An epidemiologic evaluation of
trauma-related deaths in trauma centers reveals that the majority of patients die within 6 hours from
exsanguination, whereas secondary
brain injuries predominate between 6 and 24 hours. Late deaths remain attributable to
sepsis and pulmonary embolism,1-3 while early deaths are due in part to multiple
bleeding injuries or to a set of complex and untreatable
injuries, mainly of the liver and pelvis. Before
trauma systems existed, these patients died at the scene of the
trauma, whereas since the establishment of the
trauma system, they die in emergency or operating rooms. Another subset of early deaths result from severe
bleeding injuries, which could be prevented if recognized early. For instance, if a 70 kg adult had a blood volume of 70 mL/kg (5 L),
hypotension (systolic blood pressure [SBP]<90 mmHg) would usually occur after a one third-loss of blood volume, and death would follow with a 50% loss. A patient
bleeding at a rate of 25 mL/min will become hypotensive within one hour and die within two hours, while a patient
bleeding at a rate of 100 mL/min will be hypotensive within 15 minutes and die within 30 minutes.

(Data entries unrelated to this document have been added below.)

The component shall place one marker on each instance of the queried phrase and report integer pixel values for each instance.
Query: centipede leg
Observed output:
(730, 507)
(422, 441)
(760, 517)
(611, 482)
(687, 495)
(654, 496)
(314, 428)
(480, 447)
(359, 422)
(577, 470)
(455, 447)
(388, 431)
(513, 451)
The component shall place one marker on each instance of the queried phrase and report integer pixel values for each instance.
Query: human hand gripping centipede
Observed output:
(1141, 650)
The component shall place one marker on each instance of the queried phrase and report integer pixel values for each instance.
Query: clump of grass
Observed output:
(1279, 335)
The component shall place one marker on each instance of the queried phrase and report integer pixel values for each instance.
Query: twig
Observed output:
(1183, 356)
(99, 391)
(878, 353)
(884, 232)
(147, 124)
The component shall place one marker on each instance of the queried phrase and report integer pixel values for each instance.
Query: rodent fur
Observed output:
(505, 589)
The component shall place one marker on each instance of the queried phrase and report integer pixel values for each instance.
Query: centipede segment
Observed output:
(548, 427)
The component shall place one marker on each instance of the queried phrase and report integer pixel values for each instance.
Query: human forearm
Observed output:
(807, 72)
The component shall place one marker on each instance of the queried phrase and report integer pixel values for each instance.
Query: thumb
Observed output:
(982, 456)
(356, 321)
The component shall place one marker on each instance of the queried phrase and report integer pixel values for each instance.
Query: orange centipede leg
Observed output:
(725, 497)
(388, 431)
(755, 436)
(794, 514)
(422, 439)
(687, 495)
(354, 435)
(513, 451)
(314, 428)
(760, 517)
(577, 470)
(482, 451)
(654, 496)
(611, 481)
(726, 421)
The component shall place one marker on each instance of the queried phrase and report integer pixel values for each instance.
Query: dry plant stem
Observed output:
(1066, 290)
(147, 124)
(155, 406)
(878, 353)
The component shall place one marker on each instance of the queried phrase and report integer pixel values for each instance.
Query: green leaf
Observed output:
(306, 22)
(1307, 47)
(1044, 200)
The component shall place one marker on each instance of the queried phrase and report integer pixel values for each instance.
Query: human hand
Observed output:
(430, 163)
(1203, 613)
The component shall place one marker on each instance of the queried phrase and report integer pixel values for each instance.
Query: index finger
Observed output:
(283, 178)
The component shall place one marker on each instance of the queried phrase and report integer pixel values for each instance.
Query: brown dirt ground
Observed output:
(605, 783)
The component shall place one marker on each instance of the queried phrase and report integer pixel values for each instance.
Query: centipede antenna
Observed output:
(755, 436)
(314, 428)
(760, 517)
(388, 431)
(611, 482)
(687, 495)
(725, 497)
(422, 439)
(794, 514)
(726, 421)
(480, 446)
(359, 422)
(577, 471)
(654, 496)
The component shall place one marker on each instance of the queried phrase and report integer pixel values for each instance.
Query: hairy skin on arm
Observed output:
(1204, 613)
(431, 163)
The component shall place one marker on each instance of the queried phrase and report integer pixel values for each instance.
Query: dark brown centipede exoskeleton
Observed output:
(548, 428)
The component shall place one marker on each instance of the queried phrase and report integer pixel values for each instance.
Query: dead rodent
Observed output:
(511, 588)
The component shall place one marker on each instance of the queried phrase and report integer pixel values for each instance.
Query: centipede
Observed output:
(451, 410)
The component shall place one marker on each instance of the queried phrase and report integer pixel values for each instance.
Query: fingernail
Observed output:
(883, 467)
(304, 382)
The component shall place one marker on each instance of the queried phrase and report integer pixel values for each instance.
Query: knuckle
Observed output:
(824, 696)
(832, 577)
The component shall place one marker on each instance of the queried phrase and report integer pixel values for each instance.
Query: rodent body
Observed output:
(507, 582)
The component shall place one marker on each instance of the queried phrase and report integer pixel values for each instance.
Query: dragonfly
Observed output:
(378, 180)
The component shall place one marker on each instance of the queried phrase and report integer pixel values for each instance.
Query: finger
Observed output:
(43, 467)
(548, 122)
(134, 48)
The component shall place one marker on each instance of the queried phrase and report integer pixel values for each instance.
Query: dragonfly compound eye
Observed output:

These considerations indicate a narrow window of opportunity for targeting fluid
resuscitation. Moreover, increases in blood pressure before
surgical hemostasis have been shown to disrupt clotting and increase
bleeding, a fact that has been confirmed by a number of animal and human studies on uncontrolled
hemorrhage. Furthermore,
oxygen must be delivered to vital organs (brain, heart) to prevent death during
hemorrhage. In summary, several constraints account for the differences in fluid use, timing of infusions, and determinations of whether to administer fluids at all.